Brown is the author of five novels, including The Rope Walk (Pantheon Books, 2007), Confinement (Algonquin Books, 2004), The Hatbox Baby (Algonquin, 2000), Lamb in Love (Algonquin, 1999), and Rose’s Garden (Algonquin, 1998), and a collection of short stories, The House on Belle Isle (Algonquin, 2002). Her short fiction has appeared in such journals as One Story, Glimmer Train, The Georgia Review, and The Oxford American, and she regularly reviews fiction for major newspapers. Her work has been translated into several languages, and she has read at literary festivals, libraries, bookstores, and colleges and universities across the country.

Brown is a two-time winner of the Library of Virginia Book Award and a past recipient of a National Endowment for the Arts fellowship, the Janet Heidinger Kafka Prize, and the Barnes & Noble Discover Award. In 2009, The Rope Walk was selected by the Iowa Public Library as the “All Iowa Reads” book and as the “Lynchburg, Virginia Reads” book by the Lynchburg Public Library.

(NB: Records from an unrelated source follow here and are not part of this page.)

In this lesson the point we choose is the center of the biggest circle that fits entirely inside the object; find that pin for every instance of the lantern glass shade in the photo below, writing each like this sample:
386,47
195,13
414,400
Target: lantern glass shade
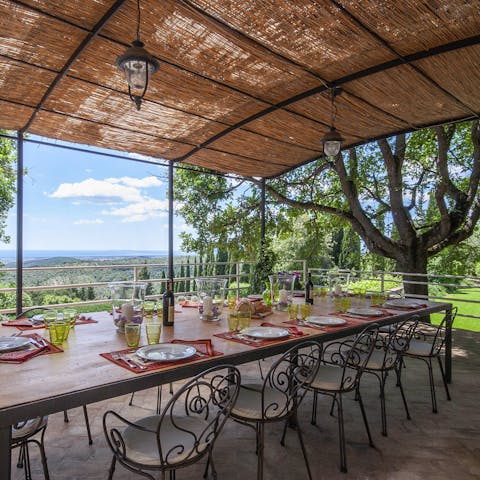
332,142
137,65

Brown earned a master of fine arts in creative writing from the University of Virginia and is currently associate professor of English and Margaret Banister Writer-in-Residence at Sweet Briar College, where she teaches creative writing courses in fiction, poetry, and creative nonfiction. She also serves as coordinator of international programs for the Virginia Center for the Creative Arts, a year-round residential working retreat center for visual artists, writers, and composers.

Brown succeeds David Huddle, who has served as distinguished visiting professor of creative writing at Hollins since 2009. The professorship is a one-year, full-time, renewable position.